3. If Frivaldo really wanted to disavow his American citizenship and reacquire Philippine citizenship,
the petitioner should have done so in accordance with the laws of our country. Under CA No. 63 as
amended by CA No. 473 and PD No. 725, Philippine citizenship may be reacquired by direct act of
congress, by naturalization, or by repatriation.

Defense:
Frivaldo insisted that he was a citizen of the Philippines because his naturalization as an American citizen
was not impressed with voluntariness. He cited Nottebohm case, a German nationals naturalization in
Liechtenstein was not recognized because it had been obtained for reasons of convenience only. A1) His
oath in his certificate of candidacy that he was a natural born citizen should be a sufficient act of
repatriation. A2) He actively participates in 1987 congressional elections had divested him of American
citizenship under the laws of the United States, thus, restoring his Philippine citizenship.

VS

The court: Nottebohm case cited by the petitioner invoked the International Law, principle of effective
nationality which is clearly not applicable to the case at bar.
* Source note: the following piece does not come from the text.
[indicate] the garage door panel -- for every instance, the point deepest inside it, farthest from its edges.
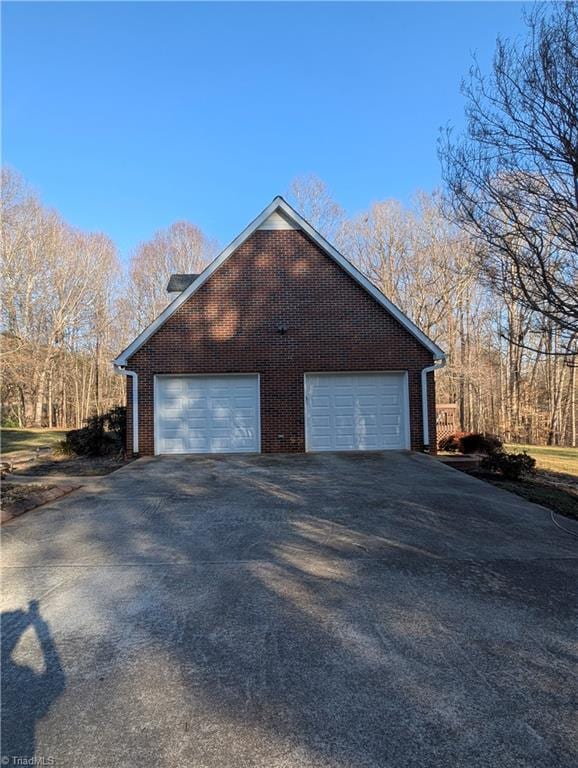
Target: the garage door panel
(207, 414)
(355, 411)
Why not relevant? Said case is not relevant
to the petitioner before us because it dealt with a conflict between the nationality laws of two states as
decided by a third state.

Article 5 of the Hague Convention of 1930 on the conflict of nationality law: Within a thirst state a
person having more than one nationality shall be treated as if he had only one.

Held:
The petition is dismissed and petitioner Juan G. Frivaldo is hereby not a citizen of the Philippines and
therefore disqualified from serving as Governor of the province of Sorsogon. Accordingly, he is ordered
to vacate his office and surrender the same to the duly elected vice-governor of the said province once
this decision becomes final and executor. The temporary restraining order dated March 9, 1980, is lifted.